A Unified Understanding of the Earth's Radiation Environment

Lead Research Organisation: British Antarctic Survey
Department Name: Science Programmes


Our society is increasingly reliant upon technological infrastructure that orbits in the harsh and highly dynamic radiation environment of near-Earth space. Low-cost access to space is driving a rapid increase in the number of satellites on orbit (e.g., Starlink, Oneweb), many of which use electronics that are untested during active solar conditions, such as the upcoming solar maximum in 2024-2025. This proposal will make a significant advance in the understanding of the radiation environment in which these satellites operate.
Space was a £16.5 Bn UK industry in 2019/2020 and severe space weather was added to the National Risk Register in 2011, owned by the Met Office who provide space weather services to the satellite industry. However, current forecasting models, including the BAS Radiation Belt Model (BAS-RBM) that provides forecasts to the Met Office and European Space Agency, only forecast the highest energy electrons and the associated risk of damage from internal charging. The Met Office currently has no capability to forecast the lower energy electrons that can cause surface charging damage and be energised to become so-called 'killer' electrons.

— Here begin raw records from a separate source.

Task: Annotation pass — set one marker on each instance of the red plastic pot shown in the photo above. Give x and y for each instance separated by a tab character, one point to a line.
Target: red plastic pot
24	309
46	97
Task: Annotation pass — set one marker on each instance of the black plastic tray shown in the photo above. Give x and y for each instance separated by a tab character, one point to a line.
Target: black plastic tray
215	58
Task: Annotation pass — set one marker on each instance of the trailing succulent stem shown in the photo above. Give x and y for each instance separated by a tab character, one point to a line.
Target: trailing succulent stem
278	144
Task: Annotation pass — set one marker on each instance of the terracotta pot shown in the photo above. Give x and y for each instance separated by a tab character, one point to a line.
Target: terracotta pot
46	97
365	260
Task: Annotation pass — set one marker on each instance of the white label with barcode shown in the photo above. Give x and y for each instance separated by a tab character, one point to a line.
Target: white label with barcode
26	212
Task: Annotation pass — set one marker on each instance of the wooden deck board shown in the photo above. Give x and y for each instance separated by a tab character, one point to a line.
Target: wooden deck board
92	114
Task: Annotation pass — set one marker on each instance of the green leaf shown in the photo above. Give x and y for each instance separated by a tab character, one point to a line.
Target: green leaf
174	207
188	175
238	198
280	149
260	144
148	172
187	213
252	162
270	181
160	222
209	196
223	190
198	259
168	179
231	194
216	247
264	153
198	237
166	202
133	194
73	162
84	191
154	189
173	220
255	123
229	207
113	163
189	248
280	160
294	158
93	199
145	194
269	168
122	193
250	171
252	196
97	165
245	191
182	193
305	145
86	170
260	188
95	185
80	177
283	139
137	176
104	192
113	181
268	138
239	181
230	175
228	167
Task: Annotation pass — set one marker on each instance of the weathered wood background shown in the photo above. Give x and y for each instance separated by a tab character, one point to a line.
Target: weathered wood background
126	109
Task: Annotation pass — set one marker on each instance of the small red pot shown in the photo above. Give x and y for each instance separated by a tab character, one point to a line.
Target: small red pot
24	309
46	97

The radiation environment is highly dynamic and includes several different populations of electrons, identified by their energy ranges. The lowest energy electrons form the background plasma, medium energy electrons are found in the ring current, and the highest energy electrons form the radiation belts. These have historically been studied independently but the populations are interdependent, and recent research has highlighted that they need to be studied as a single system. For example, the highest energy killer electrons are produced when lower energy electrons are energised by electromagnetic waves. These waves are generated by the medium energy electrons and the acceleration is most effective in regions with a depleted background plasma.
This proposal aims to establish how the populations and their interactions contribute to the variability of the radiation environment. We will determine which solar wind conditions produce the most effective wave-electron interactions, quantify the role of realistic magnetic fields on the loss and energisation of electrons, and determine how the interactions of the different populations affect the radiation environment in key types of space weather events. This will significantly increase our understanding of the conditions that lead to radiation environments that may damage satellites.
These studies require a combination of data analysis and modelling. A few models can study multiple populations, but they all initially addressed a single population using an appropriate framework for that population. Extending to include another population meant incorporating an additional framework, introducing interpolation errors and inconsistencies. For example, although these models use realistic magnetic field models for part of the calculation, they assume a dipole magnetic field to model the wave-electron interactions.
Building on our BAS-RBM experience, we will adopt a novel approach using a unifying framework for all three populations that can also include realistic magnetic and electric fields. To be consistent we will also develop the first comprehensive characterisations of wave-electron interactions in realistic magnetic fields. Using observations from spacecraft such as the Van Allen Probes, together with this new modelling framework, we will address the causes of variability in the radiation environment. The model created for these studies will also be able to provide improved predictions of the conditions leading to internal charging on satellites and a new ability to address surface charging.